Measures of spread

The variance and the standard deviation are measures of the spread of the data around the mean.  They summarise how close each observed data value is to the mean value. 

In datasets with a small spread all values are very close to the mean, resulting in a small variance and standard deviation. Where a dataset is more dispersed, values are spread further away from the mean, leading to a larger variance and standard deviation.

The smaller the variance and standard deviation, the more the mean value is indicative of the whole dataset. Therefore, if all values of a dataset are the same, the standard deviation and variance are zero.

The standard deviation of a normal distribution enables us to calculate confidence intervals.  In a normal distribution, about 68% of the values are within one standard deviation either side of the mean and about 95% of the scores are within two standard deviations of the mean.

The population variance \(\sigma^2\) (pronounced sigma squared) of a discrete set of numbers is expressed by the following formula:

\(\sigma^2 = \frac{\displaystyle\sum_{i=1}^{N} (X_i-\mu)^2}{N}\)

where:
\(X_i\) represents the ith unit, starting from the first observation to the last
\(\mu\) represents the population mean
\(N\) represents the number of units in the population

The variance of a sample \(s^2\) (pronounced s squared) is expressed by a slightly different formula:

\(s^2 = \frac{\displaystyle\sum_{i=1}^{n} (x_i-\bar{x})^2}{n-1}\)

where:
\(x_i\) represents the ith unit, starting from the first observation to the last
\(\bar{x}\) represents the sample mean
\(n\) represents the number of units in the sample

The standard deviation is the square root of the variance. The standard deviation for a population is represented by \(\sigma\), and the standard deviation for a sample is represented by \(s\).
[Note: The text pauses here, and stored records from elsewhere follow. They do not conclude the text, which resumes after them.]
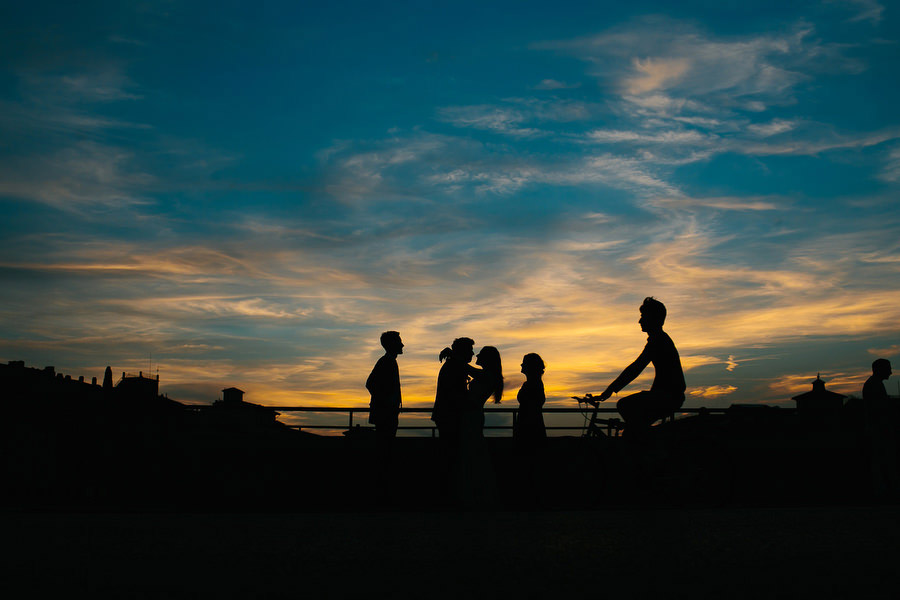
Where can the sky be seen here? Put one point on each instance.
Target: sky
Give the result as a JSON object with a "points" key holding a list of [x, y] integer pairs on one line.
{"points": [[248, 194]]}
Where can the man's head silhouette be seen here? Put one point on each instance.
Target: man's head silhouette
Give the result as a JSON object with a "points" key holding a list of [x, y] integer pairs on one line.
{"points": [[391, 342], [881, 368], [653, 314]]}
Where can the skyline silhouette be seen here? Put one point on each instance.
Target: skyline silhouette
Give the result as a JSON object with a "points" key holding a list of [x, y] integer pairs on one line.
{"points": [[261, 213]]}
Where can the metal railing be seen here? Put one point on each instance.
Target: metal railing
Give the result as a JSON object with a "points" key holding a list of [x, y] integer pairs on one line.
{"points": [[351, 410]]}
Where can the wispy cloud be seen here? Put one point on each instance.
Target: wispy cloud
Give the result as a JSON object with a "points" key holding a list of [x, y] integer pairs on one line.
{"points": [[553, 84], [866, 10]]}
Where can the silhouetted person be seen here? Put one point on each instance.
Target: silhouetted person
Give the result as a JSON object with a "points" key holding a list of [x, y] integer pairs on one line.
{"points": [[666, 394], [476, 482], [879, 428], [530, 433], [452, 388], [384, 386]]}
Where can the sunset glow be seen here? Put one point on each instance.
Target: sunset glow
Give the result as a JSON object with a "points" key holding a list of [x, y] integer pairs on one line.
{"points": [[248, 196]]}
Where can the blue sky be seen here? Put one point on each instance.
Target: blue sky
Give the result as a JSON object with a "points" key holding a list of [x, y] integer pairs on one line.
{"points": [[251, 193]]}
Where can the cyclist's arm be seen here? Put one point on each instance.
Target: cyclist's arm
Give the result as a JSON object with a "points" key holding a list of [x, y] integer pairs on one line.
{"points": [[628, 375]]}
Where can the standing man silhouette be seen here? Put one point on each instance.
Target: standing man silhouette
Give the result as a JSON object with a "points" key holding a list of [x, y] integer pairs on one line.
{"points": [[880, 433], [666, 394], [449, 400], [385, 403]]}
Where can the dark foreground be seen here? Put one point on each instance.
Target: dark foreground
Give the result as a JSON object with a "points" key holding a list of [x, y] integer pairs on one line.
{"points": [[825, 552]]}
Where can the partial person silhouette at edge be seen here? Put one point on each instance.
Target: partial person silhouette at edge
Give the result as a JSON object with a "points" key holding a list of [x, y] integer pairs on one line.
{"points": [[449, 399], [383, 384], [666, 394], [880, 438], [475, 477], [530, 433]]}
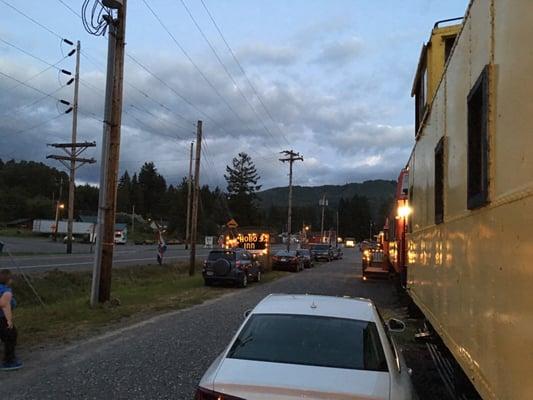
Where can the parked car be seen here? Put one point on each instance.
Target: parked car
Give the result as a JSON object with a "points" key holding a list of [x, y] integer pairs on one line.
{"points": [[235, 266], [287, 260], [305, 256], [349, 242], [317, 347], [322, 252]]}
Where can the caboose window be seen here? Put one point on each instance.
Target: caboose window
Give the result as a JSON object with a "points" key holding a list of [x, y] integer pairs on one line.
{"points": [[439, 182], [478, 143]]}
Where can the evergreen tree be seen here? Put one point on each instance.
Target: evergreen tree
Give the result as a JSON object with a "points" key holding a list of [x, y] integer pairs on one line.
{"points": [[153, 187], [242, 179]]}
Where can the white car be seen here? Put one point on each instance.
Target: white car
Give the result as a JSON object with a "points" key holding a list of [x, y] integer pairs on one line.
{"points": [[310, 347]]}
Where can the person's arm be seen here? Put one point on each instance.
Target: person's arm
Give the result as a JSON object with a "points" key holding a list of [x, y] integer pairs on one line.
{"points": [[5, 305]]}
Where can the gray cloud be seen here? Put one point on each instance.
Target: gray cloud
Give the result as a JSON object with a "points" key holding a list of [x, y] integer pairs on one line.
{"points": [[339, 133], [340, 53], [267, 54]]}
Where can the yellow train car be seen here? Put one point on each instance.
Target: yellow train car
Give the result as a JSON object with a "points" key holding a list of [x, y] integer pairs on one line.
{"points": [[470, 242]]}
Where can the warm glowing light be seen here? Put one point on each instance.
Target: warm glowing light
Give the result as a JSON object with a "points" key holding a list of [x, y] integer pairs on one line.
{"points": [[404, 211]]}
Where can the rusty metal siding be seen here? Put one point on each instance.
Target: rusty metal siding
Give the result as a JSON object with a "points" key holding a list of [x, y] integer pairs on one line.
{"points": [[471, 275]]}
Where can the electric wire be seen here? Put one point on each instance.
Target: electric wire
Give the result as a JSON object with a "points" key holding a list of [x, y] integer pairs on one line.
{"points": [[233, 55], [186, 54], [226, 70], [32, 19]]}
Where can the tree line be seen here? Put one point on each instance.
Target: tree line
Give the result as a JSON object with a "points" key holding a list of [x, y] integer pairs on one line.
{"points": [[29, 190]]}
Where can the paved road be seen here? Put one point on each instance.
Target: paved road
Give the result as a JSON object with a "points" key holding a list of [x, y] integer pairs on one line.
{"points": [[165, 357], [82, 259]]}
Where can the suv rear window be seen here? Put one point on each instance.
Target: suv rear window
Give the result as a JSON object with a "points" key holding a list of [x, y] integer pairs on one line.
{"points": [[310, 340], [217, 255]]}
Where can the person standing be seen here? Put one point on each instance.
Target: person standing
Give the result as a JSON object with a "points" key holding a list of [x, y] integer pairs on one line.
{"points": [[8, 332]]}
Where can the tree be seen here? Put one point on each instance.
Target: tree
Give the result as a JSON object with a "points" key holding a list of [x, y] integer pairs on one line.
{"points": [[153, 187], [242, 179]]}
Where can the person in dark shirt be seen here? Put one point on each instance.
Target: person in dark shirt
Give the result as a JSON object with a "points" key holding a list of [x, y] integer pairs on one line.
{"points": [[8, 332]]}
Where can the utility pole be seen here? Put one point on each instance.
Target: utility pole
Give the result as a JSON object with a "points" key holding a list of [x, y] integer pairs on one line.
{"points": [[195, 198], [71, 186], [73, 149], [338, 223], [58, 206], [290, 157], [103, 262], [189, 189], [323, 202], [133, 218]]}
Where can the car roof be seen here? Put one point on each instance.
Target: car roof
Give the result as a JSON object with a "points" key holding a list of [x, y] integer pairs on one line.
{"points": [[327, 306]]}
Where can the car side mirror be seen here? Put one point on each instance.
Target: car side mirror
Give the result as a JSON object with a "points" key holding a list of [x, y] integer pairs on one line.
{"points": [[396, 325]]}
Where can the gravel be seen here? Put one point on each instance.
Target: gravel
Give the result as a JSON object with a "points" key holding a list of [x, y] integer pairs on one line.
{"points": [[165, 357]]}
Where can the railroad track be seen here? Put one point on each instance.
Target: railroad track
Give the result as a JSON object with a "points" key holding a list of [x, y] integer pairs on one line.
{"points": [[456, 384]]}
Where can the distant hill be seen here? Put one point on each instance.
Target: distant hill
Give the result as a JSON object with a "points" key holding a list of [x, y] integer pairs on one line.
{"points": [[377, 192]]}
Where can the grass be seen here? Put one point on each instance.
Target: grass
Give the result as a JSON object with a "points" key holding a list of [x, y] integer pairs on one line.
{"points": [[17, 232], [137, 293]]}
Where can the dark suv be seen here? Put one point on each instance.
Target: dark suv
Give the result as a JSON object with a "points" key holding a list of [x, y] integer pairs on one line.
{"points": [[235, 265], [322, 252]]}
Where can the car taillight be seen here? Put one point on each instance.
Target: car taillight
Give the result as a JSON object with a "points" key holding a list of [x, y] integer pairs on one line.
{"points": [[204, 394]]}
Calculating the population variance \(\sigma^2\) and standard deviation \(\sigma\)

Dataset A

Calculate the population mean \((\mu)\) of Dataset A.
(4 + 5 + 5 + 5 + 6 + 6 + 6 + 6 + 7 + 7 + 7 + 8) / 12
mean \((\mu)\) = 6

Calculate the deviation of the individual values from the mean by subtracting the mean from each value in the dataset
\(X_i - \mu\) = -2, -1, -1, -1, 0, 0, 0, 0, 1, 1, 1, 2

Square each individual deviation value
\((X_i - \mu)^2\) = 4, 1, 1, 1, 0, 0, 0, 0, 1,1,1, 4

Calculate the mean of the squared deviation values
\(\frac{\displaystyle\sum_{i=1}^{N} (X_i-\mu)^2}{N}\) =
(4 + 1 +1 +1 + 0 + 0 + 0 + 0 +1 +1 +1 + 4) / 12

Variance \(\sigma^2\)= 1.17

Calculate the square root of the variance

Standard deviation \(\sigma\) = 1.08

Dataset B

Calculate the population mean \((\mu)\) of Dataset B.
(1 + 2 + 3 + 4 + 5 + 6 + 6 + 7 + 8 + 9 + 10 + 11) / 12
mean \((\mu)\) = 6

Calculate the deviation of the individual values from the mean by subtracting the mean from each value in the dataset
\(X_i - \mu\) = -5, -4, -3, -2, -1, 0, 0, 1, 2, 3, 4, 5,

Square each individual deviation value
\((X_i - \mu)^2\) = 25, 16, 9, 4, 1, 0, 0, 1, 4, 9, 16, 25

Calculate the mean of the squared deviation values
\(\frac{\displaystyle\sum_{i=1}^{N} (X_i-\mu)^2}{N}\) =
(25 + 16 + 9 + 4 + 1 + 0 + 0 + 1 + 4 + 9 + 16 + 25) / 12

Variance \(\sigma^2\) = 9.17

Calculate the square root of the variance

Standard deviation \(\sigma\) = 3.03

The larger variance and standard deviation in Dataset B further demonstrates that Dataset B is more dispersed than Dataset A.